Immuno-Gene Therapy for HIV Infection

D. von Laer, G. Brandenburg, M. Egelhofer, C. Baum, H. Martinius, K. Kuehlcke, A. Schilz, G. Koopman, A. Alexandrov, J. van Lunzen, Georg-Speyer-Haus, Applied Virology and Gene Therapy, Paul-Ehrlich-Strasse 42-44, 60596 Frankfurt a.M.

e-mail: laer@em.uni-frankfurt.de

Background: HAART has significantly improved the survival of HIV-infected patients. However, treatment limitations such as the development of drug-resistant HIV variants and long-term toxicities have become obvious. Thus, innovative strategies to treat HIV infection are needed.

Objective: To develop an effective gene therapy for HIV infection involving the ex vivo transfer of an antiviral gene into autologous CD4+ T-lymphocytes.

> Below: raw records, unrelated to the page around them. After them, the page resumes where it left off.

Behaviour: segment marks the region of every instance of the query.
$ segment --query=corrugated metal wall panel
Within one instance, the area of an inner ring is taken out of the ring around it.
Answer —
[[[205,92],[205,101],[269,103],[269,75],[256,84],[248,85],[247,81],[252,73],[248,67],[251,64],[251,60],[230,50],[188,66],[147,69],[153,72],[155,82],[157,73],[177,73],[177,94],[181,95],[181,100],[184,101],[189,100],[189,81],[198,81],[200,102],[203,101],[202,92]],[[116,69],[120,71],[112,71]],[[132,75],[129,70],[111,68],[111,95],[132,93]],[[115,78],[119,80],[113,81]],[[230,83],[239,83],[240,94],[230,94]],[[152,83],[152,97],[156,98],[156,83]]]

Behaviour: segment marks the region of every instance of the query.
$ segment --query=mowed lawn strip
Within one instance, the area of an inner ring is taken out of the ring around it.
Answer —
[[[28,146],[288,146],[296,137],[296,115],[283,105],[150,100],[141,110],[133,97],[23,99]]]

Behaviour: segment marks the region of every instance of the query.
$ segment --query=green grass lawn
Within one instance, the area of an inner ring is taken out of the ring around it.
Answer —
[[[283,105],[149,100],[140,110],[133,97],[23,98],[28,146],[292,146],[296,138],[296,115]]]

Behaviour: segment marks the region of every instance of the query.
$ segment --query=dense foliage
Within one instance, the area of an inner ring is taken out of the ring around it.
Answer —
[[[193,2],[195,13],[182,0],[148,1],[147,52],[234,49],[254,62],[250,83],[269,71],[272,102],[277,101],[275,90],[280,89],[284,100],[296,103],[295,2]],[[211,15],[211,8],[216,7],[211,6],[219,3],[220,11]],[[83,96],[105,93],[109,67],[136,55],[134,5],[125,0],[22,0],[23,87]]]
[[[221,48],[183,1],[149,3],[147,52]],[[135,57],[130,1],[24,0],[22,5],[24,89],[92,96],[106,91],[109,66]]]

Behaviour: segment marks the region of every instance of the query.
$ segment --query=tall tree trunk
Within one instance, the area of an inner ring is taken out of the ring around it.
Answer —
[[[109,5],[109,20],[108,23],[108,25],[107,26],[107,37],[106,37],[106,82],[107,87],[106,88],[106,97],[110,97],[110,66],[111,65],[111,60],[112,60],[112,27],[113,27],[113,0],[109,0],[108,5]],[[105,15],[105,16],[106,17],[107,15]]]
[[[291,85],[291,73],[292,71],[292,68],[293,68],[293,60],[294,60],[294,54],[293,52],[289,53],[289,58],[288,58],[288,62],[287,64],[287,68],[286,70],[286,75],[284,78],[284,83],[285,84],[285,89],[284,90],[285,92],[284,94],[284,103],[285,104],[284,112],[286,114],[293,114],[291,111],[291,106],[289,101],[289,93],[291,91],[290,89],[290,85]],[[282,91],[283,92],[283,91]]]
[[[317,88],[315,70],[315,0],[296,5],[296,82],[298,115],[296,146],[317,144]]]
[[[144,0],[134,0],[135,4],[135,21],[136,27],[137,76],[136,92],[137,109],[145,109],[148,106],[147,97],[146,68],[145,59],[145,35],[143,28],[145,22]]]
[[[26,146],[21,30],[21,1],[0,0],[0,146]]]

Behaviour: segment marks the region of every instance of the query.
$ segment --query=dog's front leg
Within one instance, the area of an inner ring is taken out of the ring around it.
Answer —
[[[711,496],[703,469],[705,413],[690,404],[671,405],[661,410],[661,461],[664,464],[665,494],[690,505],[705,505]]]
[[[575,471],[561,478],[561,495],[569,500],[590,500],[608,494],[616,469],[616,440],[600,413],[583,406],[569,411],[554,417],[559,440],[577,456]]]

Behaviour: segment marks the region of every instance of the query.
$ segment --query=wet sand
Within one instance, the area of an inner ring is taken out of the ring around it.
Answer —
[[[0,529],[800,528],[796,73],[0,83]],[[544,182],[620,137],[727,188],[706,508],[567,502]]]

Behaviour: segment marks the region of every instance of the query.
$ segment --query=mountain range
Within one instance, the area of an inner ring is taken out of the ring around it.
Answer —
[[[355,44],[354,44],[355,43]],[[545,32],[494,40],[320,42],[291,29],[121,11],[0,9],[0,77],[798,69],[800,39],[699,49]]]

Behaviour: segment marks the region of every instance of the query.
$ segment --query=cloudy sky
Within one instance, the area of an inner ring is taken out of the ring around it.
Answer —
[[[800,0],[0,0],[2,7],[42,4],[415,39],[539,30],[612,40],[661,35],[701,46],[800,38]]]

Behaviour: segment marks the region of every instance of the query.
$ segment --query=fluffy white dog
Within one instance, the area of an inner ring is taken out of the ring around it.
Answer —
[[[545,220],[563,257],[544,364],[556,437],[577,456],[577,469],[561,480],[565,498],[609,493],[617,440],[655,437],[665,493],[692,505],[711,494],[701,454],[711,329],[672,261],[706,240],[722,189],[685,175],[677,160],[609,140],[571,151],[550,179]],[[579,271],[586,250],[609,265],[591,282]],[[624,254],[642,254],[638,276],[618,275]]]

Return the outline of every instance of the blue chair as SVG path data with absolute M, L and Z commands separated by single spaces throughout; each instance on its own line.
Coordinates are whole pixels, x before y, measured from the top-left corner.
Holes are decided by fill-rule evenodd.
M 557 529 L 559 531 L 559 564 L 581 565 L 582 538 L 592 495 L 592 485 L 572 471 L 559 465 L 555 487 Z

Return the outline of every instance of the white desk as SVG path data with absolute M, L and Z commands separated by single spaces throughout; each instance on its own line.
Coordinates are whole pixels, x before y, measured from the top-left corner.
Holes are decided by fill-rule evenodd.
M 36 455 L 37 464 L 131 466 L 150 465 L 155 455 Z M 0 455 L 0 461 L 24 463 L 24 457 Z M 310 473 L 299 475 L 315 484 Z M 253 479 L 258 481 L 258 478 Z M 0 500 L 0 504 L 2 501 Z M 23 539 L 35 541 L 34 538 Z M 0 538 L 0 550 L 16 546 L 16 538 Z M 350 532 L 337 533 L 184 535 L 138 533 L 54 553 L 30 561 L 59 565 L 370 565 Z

Methods: Mathematical modelling predicted that only genes inhibiting early steps of virus replication will allow in vivo accumulation of gene-modified T cells and lead to an overall reduction of viral load. Thus, we cloned a novel antiviral gene (M87o) into a retroviral vector backbone which inhibits virus entry by expressing a membrane-anchored peptide derived from the second heptad repeat of HIV-1 gp41.

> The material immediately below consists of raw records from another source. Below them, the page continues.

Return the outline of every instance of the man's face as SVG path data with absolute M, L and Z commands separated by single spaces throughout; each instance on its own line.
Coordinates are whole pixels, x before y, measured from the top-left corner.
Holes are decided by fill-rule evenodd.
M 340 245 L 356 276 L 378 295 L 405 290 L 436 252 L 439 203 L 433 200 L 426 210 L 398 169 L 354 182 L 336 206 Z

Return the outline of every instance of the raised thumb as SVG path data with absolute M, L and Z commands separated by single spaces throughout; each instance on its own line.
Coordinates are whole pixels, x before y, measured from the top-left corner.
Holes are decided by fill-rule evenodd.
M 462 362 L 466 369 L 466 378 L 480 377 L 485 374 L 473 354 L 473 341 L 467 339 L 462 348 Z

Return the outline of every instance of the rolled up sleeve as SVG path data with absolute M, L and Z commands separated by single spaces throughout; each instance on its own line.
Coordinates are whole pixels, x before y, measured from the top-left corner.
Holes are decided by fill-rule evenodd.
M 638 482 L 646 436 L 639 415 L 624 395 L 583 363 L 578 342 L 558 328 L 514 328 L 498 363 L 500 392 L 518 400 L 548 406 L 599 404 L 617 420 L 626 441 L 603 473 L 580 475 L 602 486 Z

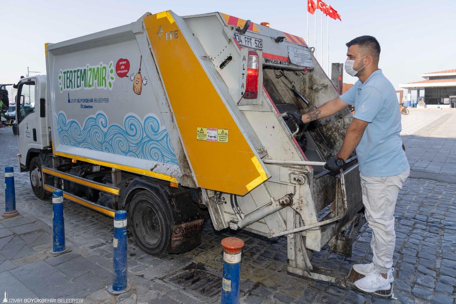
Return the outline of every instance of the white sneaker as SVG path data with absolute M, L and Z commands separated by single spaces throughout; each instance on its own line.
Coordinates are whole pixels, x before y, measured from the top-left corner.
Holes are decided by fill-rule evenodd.
M 353 270 L 358 273 L 367 275 L 373 271 L 374 269 L 373 263 L 369 264 L 356 264 L 353 265 Z M 388 270 L 388 278 L 389 279 L 389 283 L 392 283 L 394 282 L 394 277 L 393 276 L 393 272 L 394 271 L 394 268 L 391 267 Z
M 389 275 L 388 275 L 389 277 Z M 388 290 L 391 288 L 389 278 L 384 278 L 378 272 L 374 270 L 362 279 L 354 283 L 358 289 L 366 293 L 373 293 L 377 290 Z

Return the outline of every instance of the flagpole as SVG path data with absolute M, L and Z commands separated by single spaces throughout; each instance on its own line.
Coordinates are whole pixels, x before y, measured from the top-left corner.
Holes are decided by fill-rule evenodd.
M 321 35 L 320 36 L 321 36 L 321 41 L 320 42 L 321 42 L 320 43 L 320 45 L 321 46 L 321 62 L 320 63 L 320 65 L 321 66 L 321 67 L 322 68 L 323 67 L 323 11 L 321 11 L 321 28 L 320 28 L 320 33 L 321 33 Z
M 327 20 L 326 20 L 327 24 L 326 26 L 326 30 L 327 30 L 328 32 L 327 32 L 327 36 L 326 38 L 326 43 L 327 43 L 326 52 L 327 53 L 327 55 L 328 56 L 328 58 L 327 58 L 328 61 L 327 62 L 326 62 L 326 74 L 327 74 L 328 77 L 329 77 L 329 16 L 326 16 L 326 17 L 327 17 Z
M 306 41 L 306 43 L 309 44 L 309 6 L 307 6 L 307 40 Z
M 318 3 L 318 2 L 317 2 Z M 315 44 L 314 44 L 315 47 L 315 50 L 314 51 L 314 57 L 315 57 L 315 60 L 316 60 L 316 12 L 314 13 L 314 16 L 315 16 L 315 26 L 314 29 L 315 30 L 315 35 L 314 36 L 314 38 L 315 38 Z

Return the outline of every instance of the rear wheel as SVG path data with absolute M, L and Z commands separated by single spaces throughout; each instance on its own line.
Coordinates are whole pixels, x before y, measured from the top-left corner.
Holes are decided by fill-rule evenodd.
M 169 251 L 172 215 L 170 207 L 152 193 L 137 193 L 130 203 L 129 220 L 133 238 L 141 249 L 160 256 Z
M 30 184 L 33 193 L 39 199 L 46 199 L 50 194 L 44 189 L 41 173 L 41 162 L 38 157 L 33 157 L 30 162 Z

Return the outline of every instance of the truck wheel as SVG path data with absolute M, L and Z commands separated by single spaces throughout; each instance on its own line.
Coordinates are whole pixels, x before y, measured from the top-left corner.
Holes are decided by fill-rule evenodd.
M 33 157 L 30 162 L 30 184 L 33 193 L 38 199 L 46 199 L 50 196 L 43 186 L 41 162 L 38 157 Z
M 169 251 L 172 228 L 169 208 L 147 190 L 137 193 L 130 202 L 129 221 L 133 238 L 149 254 L 160 257 Z

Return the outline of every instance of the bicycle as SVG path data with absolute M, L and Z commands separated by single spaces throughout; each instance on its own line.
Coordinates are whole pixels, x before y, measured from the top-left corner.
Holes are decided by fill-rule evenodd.
M 404 115 L 409 115 L 409 110 L 407 110 L 407 107 L 406 105 L 401 105 L 400 113 L 401 114 L 404 114 Z

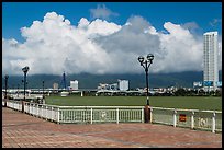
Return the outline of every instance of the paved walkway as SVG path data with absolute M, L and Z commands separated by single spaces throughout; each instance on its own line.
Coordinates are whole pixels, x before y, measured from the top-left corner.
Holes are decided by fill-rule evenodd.
M 3 148 L 222 148 L 222 134 L 166 125 L 55 124 L 2 107 Z

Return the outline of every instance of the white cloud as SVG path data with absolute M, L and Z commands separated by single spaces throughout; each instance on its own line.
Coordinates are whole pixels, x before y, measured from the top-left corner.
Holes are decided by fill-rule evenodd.
M 82 18 L 77 26 L 55 12 L 43 21 L 22 27 L 24 43 L 2 38 L 2 72 L 51 73 L 139 73 L 139 55 L 155 55 L 152 72 L 202 70 L 203 42 L 183 25 L 166 22 L 159 32 L 142 16 L 124 25 Z M 220 48 L 222 43 L 220 42 Z M 220 62 L 222 62 L 220 50 Z M 221 69 L 220 65 L 220 69 Z
M 90 13 L 93 19 L 100 18 L 104 20 L 110 20 L 111 16 L 119 15 L 117 13 L 112 12 L 110 9 L 108 9 L 104 4 L 98 4 L 97 9 L 90 9 Z

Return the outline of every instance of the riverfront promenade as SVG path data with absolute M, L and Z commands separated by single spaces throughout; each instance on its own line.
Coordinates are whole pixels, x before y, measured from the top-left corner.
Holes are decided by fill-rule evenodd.
M 2 107 L 2 148 L 222 148 L 222 134 L 143 123 L 55 124 Z

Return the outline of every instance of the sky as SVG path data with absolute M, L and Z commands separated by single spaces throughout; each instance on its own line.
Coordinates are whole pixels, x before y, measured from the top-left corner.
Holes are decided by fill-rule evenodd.
M 2 2 L 2 74 L 202 71 L 212 31 L 221 70 L 221 2 Z

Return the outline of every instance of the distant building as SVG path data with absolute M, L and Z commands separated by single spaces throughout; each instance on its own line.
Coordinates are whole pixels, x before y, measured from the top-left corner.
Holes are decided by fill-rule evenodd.
M 78 90 L 79 89 L 78 84 L 79 82 L 77 80 L 70 81 L 70 90 Z
M 58 83 L 53 83 L 53 89 L 58 90 Z
M 215 91 L 217 89 L 219 69 L 217 69 L 217 32 L 208 32 L 203 35 L 204 45 L 204 70 L 203 86 L 204 91 Z
M 193 88 L 202 88 L 202 82 L 193 82 Z
M 120 91 L 127 91 L 128 88 L 128 80 L 119 80 L 119 90 Z
M 98 90 L 117 90 L 117 83 L 113 84 L 100 83 Z

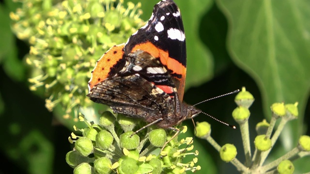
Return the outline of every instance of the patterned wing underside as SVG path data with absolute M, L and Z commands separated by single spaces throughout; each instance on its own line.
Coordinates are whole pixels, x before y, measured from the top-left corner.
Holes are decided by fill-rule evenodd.
M 133 116 L 159 118 L 174 112 L 173 101 L 168 94 L 135 75 L 108 78 L 96 85 L 88 96 L 96 102 L 109 105 L 114 112 Z

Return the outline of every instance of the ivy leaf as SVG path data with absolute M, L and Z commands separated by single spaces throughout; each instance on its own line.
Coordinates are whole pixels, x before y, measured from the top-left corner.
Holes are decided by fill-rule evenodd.
M 229 51 L 258 84 L 265 116 L 270 118 L 274 102 L 299 102 L 300 118 L 286 129 L 291 134 L 285 135 L 296 142 L 310 87 L 310 4 L 293 0 L 217 2 L 229 21 Z M 286 147 L 295 145 L 293 142 Z

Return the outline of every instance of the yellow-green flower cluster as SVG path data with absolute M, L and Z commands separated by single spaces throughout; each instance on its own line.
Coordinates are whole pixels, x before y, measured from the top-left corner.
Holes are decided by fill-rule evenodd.
M 252 154 L 250 142 L 248 119 L 251 115 L 249 108 L 255 99 L 252 94 L 243 87 L 235 98 L 238 106 L 232 113 L 232 117 L 239 124 L 241 133 L 243 154 L 245 162 L 240 162 L 236 158 L 237 149 L 233 145 L 226 144 L 220 146 L 211 136 L 211 126 L 206 122 L 198 123 L 197 137 L 204 139 L 219 152 L 221 159 L 234 165 L 237 170 L 246 173 L 293 174 L 294 167 L 290 160 L 310 155 L 310 137 L 302 135 L 296 146 L 282 156 L 272 161 L 266 162 L 266 159 L 274 146 L 284 126 L 289 121 L 297 119 L 298 116 L 298 102 L 284 104 L 275 103 L 271 105 L 272 117 L 270 123 L 265 119 L 256 126 L 257 135 L 254 145 L 255 150 Z M 279 123 L 275 127 L 277 120 Z M 272 133 L 273 132 L 273 133 Z
M 96 61 L 109 48 L 126 42 L 144 24 L 140 4 L 115 0 L 21 0 L 10 14 L 17 37 L 28 42 L 25 61 L 31 67 L 30 89 L 42 87 L 46 107 L 61 104 L 69 117 L 86 97 Z
M 102 114 L 98 124 L 87 121 L 82 115 L 79 118 L 88 128 L 75 128 L 82 132 L 82 136 L 71 134 L 69 140 L 75 142 L 75 148 L 66 157 L 75 174 L 182 174 L 200 169 L 200 166 L 195 166 L 198 152 L 190 152 L 193 149 L 192 138 L 180 141 L 174 138 L 161 152 L 160 148 L 175 132 L 167 134 L 162 129 L 148 127 L 134 133 L 133 130 L 145 123 L 108 111 Z M 184 127 L 181 133 L 186 130 Z M 182 163 L 188 155 L 194 156 L 193 160 Z

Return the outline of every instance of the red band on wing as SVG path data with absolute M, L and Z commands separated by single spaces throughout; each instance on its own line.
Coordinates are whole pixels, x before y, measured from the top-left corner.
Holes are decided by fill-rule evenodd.
M 132 49 L 131 52 L 134 52 L 138 50 L 143 50 L 155 58 L 159 58 L 161 63 L 167 66 L 169 72 L 171 74 L 173 82 L 178 90 L 177 92 L 180 101 L 183 101 L 185 87 L 186 67 L 177 60 L 170 58 L 168 52 L 158 48 L 151 42 L 148 42 L 137 44 Z M 174 75 L 174 74 L 178 74 L 178 75 Z M 166 93 L 170 93 L 165 91 L 167 89 L 162 88 L 162 87 L 159 87 Z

Results: M87o inhibited virus entry in cell lines and primary T cells for all HIV isolates tested with 99-100% efficiency. Gene-modified T cells enriched in mixed lymphocyte cultures due to a selective advantage. No toxicity was observed in mice or rhesus macaques. A GMP-protocol for large scale production of gene-modified T cells from HIV-infected donors was established. Up to 10E10 CD4+ T cells were obtained with a transduction efficiency of 20-30%. Viral replication in culture was inhibited by antiretroviral drugs.

Conclusion: The preclinical development of this first gene therapeutic approach for HIV infection based on entry inhibition has been completed and shows promising results. Transduced CD4+ T cells have been manufactured and will go into clinical phase I. First data will be available.